I could have divided up the data into vigintiles, but that would have yielded results that would be more complicated to work with in real life. It’s much easier to ask “is this gap between 5% and 6%?” than it is to ask “is this gap between 1.0045% and 2.3311%?” In the real world, we’ll be looking for nice round numbers to simplify our decisions. So I use round numbers for the gap percentages to divide the data up into groups. The vast majority of gaps are of course in the tiny-sized realm, under 1%. As the gaps get bigger, the data points get fewer, and the reliability and/or statistical meaningfulness gets lower.
So each gap-percentage group averages the gain/loss of each trade within that group, to yield a single number for that group. A positive number does NOT mean there are more winners than losers in this group, only that the average of all the trades is positive.
So first I looked at the overall results for all gap-day closes through the close of the 5th day. Note that the percentage groupings do NOT include the lower groups in the average. For labeling purposes I’ve used “<5%” but that does not mean “0% to 5%”. It means “less than 5% but greater than the next lowest group”. Not cumulative, in other words.
So without regard to whether the “gap day” turned out to be an up day or a down day (comparing the close to the open), we get the above chart. The conclusion: buying at the close and selling at the 5th day’s close is likely to be a losing proposition unless your gap is at least 7% or greater. The dip for the range of 10-15% is odd, so perhaps we would focus on gaps that are between 7% and 10%.
You may have noticed in your chart-gazing that some gaps are really big but then fall throughout the day as sellers take their surprise profits. And other stocks just keep going up and up all day. So is there a difference if we buy at the close of a ‘green’ day rather than a ‘red’ day? Let’s take a look:
The chart above shows what happens when you buy at the close of a “green” day and sell at the close five days later. Basically it’s a bad idea to do this for most percentage gaps! Why gap values between 7-8% show an average gain while the rest of the graph is negative (ignoring the infrequent >15% trades) is a mystery. Possibly erroneous data, so I wouldn’t blindly trade it without further investigation. But overall it looks like green-day gaps only lead to misery unless you’re shorting the stock.
Ok so what if there’s a gap up, but then the day closes in the red? Is there an opportunity there?

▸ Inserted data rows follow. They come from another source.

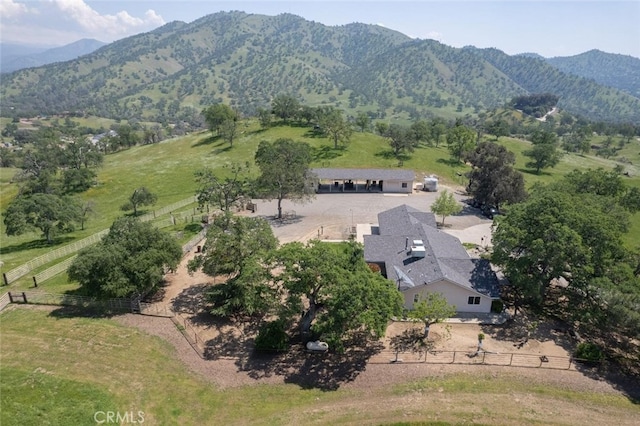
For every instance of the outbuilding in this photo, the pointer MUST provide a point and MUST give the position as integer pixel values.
(364, 180)
(419, 258)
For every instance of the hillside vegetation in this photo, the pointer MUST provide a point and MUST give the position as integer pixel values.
(608, 69)
(171, 73)
(167, 169)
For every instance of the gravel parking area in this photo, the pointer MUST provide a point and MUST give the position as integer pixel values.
(329, 216)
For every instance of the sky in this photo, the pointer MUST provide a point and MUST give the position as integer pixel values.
(549, 28)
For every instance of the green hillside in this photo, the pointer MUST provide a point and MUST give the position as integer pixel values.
(167, 169)
(578, 95)
(168, 75)
(608, 69)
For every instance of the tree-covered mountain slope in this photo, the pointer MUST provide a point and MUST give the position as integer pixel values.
(171, 73)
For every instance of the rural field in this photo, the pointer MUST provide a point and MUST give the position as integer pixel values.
(60, 367)
(167, 169)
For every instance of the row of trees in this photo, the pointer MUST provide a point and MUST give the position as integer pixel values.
(320, 290)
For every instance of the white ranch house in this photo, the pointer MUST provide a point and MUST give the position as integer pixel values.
(412, 252)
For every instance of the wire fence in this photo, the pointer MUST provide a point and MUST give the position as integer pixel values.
(480, 358)
(42, 298)
(56, 269)
(5, 300)
(187, 247)
(24, 269)
(203, 349)
(189, 332)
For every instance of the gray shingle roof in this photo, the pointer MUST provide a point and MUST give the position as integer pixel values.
(364, 174)
(445, 256)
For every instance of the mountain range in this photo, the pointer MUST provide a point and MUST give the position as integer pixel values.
(16, 57)
(245, 60)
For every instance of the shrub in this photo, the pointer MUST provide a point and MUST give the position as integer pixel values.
(272, 337)
(589, 352)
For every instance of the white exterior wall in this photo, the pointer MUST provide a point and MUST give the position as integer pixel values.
(455, 295)
(396, 186)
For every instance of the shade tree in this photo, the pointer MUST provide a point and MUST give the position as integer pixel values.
(284, 171)
(460, 140)
(140, 197)
(544, 151)
(445, 205)
(331, 292)
(224, 192)
(49, 213)
(492, 179)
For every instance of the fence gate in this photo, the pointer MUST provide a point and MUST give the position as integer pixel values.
(17, 297)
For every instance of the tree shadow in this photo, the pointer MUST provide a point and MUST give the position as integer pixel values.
(191, 300)
(326, 152)
(284, 221)
(451, 162)
(232, 338)
(389, 154)
(67, 311)
(207, 141)
(532, 172)
(221, 150)
(35, 244)
(325, 371)
(517, 330)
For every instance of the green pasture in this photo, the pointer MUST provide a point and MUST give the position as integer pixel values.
(167, 169)
(59, 367)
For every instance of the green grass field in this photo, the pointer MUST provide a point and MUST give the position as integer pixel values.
(167, 169)
(60, 369)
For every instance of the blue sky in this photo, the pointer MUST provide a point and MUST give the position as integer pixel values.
(550, 28)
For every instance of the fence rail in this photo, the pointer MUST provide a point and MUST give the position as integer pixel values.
(4, 301)
(54, 270)
(42, 298)
(481, 358)
(24, 269)
(194, 241)
(199, 344)
(155, 309)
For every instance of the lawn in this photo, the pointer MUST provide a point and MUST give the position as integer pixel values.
(57, 368)
(167, 169)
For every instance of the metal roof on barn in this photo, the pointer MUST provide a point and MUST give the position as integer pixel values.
(364, 174)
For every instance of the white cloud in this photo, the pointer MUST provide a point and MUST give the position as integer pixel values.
(120, 24)
(11, 9)
(434, 35)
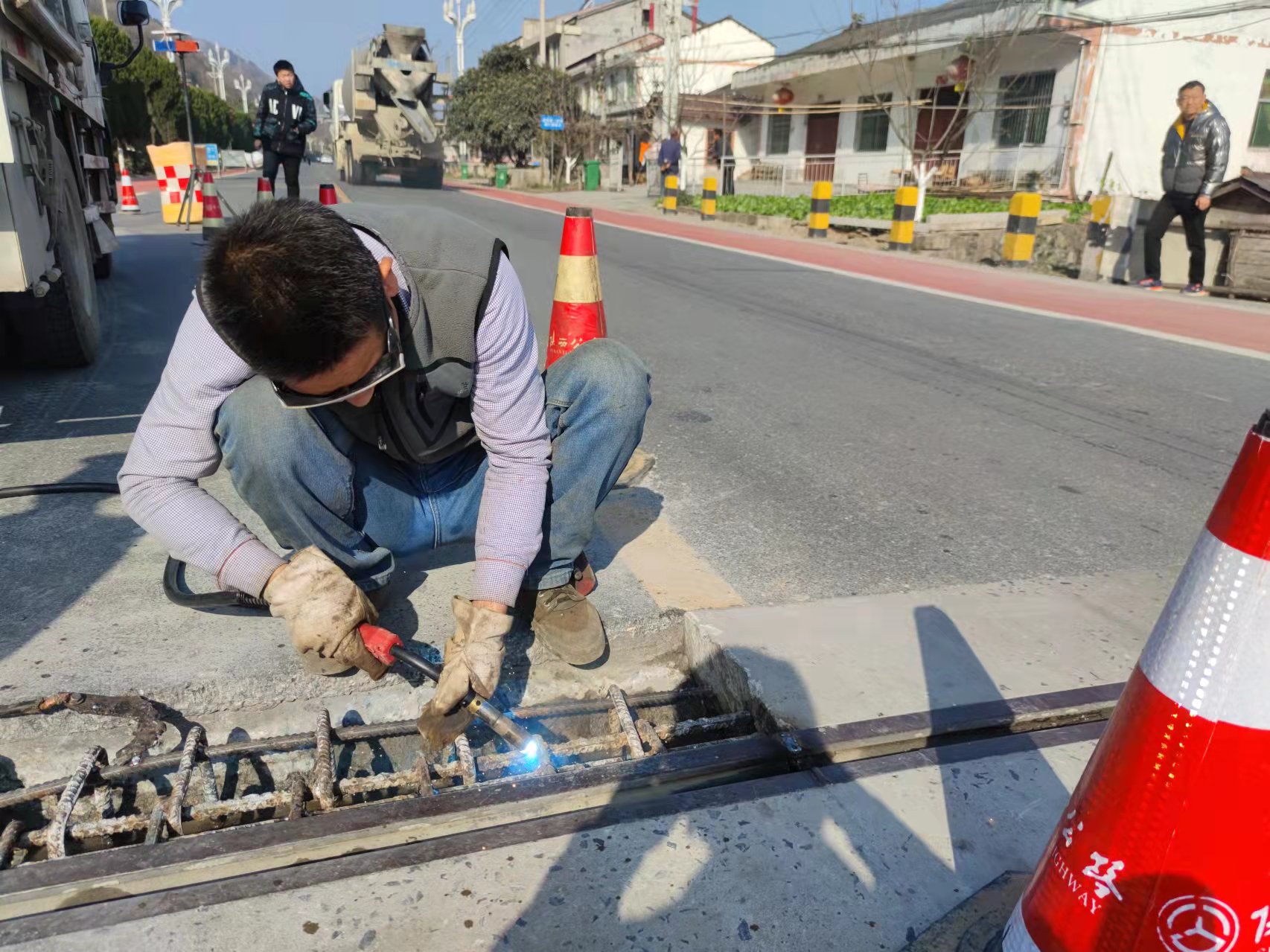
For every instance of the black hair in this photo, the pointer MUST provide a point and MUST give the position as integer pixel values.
(291, 288)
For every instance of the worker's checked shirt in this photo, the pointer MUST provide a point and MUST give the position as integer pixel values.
(176, 446)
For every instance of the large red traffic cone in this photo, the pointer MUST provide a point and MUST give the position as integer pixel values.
(127, 194)
(578, 306)
(214, 220)
(1176, 790)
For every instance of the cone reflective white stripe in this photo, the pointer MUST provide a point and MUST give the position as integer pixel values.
(1166, 840)
(127, 194)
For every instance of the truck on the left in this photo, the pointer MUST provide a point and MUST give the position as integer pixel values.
(57, 189)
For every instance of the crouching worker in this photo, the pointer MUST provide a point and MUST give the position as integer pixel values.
(371, 381)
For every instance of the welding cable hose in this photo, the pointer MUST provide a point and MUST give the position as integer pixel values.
(173, 572)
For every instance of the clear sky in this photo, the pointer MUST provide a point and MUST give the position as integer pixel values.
(318, 34)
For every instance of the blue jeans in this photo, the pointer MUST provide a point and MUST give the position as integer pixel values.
(314, 484)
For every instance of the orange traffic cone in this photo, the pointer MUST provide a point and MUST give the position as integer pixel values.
(1175, 792)
(578, 306)
(214, 220)
(127, 194)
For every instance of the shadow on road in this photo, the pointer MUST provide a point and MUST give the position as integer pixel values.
(790, 871)
(55, 549)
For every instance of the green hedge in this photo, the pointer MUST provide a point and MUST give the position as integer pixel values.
(874, 205)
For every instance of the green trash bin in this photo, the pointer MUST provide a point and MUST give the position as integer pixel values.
(591, 181)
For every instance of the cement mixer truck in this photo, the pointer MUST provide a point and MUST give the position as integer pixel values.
(56, 182)
(381, 112)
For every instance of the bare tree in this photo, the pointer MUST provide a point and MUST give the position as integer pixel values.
(890, 52)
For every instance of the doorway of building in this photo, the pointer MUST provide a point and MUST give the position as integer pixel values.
(822, 144)
(940, 131)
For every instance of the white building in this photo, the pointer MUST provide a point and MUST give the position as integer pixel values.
(998, 95)
(616, 54)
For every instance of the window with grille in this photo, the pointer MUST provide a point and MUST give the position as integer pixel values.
(872, 124)
(1024, 100)
(1261, 121)
(777, 135)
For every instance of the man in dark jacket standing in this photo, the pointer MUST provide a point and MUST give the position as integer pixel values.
(286, 115)
(1196, 149)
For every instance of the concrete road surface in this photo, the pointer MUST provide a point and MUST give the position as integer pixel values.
(887, 499)
(820, 435)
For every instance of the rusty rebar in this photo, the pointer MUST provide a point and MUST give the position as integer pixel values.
(8, 840)
(648, 734)
(56, 838)
(324, 768)
(181, 785)
(298, 791)
(624, 719)
(465, 758)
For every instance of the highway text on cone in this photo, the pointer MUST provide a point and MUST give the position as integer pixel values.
(578, 305)
(1166, 840)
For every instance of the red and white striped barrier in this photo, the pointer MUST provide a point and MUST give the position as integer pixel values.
(1166, 840)
(127, 194)
(578, 304)
(173, 182)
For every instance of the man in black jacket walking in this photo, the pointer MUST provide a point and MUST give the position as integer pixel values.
(284, 117)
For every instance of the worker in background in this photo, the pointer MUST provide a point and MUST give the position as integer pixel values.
(1196, 147)
(669, 155)
(363, 424)
(284, 118)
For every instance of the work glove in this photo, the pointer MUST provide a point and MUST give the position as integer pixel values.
(323, 608)
(474, 659)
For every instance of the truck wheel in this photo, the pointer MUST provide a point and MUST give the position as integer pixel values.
(63, 328)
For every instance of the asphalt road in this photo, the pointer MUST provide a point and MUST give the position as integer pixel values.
(823, 435)
(816, 435)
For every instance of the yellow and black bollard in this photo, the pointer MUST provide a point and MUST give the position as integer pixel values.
(1021, 229)
(671, 196)
(818, 223)
(709, 192)
(903, 217)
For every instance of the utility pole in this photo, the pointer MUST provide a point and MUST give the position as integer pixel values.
(244, 88)
(165, 10)
(216, 63)
(672, 17)
(543, 32)
(460, 25)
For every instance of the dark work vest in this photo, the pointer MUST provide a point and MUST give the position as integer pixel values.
(423, 414)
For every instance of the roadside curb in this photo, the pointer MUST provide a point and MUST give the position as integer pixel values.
(1207, 324)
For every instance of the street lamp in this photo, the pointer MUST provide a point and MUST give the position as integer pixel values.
(216, 63)
(244, 88)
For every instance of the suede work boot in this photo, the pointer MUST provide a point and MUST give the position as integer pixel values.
(566, 621)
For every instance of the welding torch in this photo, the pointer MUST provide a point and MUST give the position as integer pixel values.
(388, 648)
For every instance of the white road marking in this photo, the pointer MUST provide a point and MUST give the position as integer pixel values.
(95, 419)
(953, 295)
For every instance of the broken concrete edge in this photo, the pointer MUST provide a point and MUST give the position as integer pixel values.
(728, 680)
(647, 657)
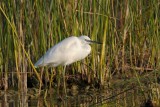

Sure looks like there might be. Between 5-6% is still a losing (aka “shorting”) proposition even with a down day, but get into the 6-15% range and you’ve got a winner. Note the average gain/loss for the 7-8% range here, at just under 1.4%, is higher than any other percentile on any of the other graphs.
So from this very basic data, without filtering for any other conditions in the stock or the wider market, there are two areas that warrant research: shorting any gap that is in the 5-6% range, or going long any gap in the 6-15% range that also has a “down” day as the first day.
If I get around to it, I’ll take a further look at some other variations, like buying at the next day’s open, or setting limit orders etc. For example, what happens if in the following few days the gap is “filled”, i.e. the price drops down below the low of the gap day? Will it go back up? Maybe if I don’t get lazy or distracted, we’ll find out!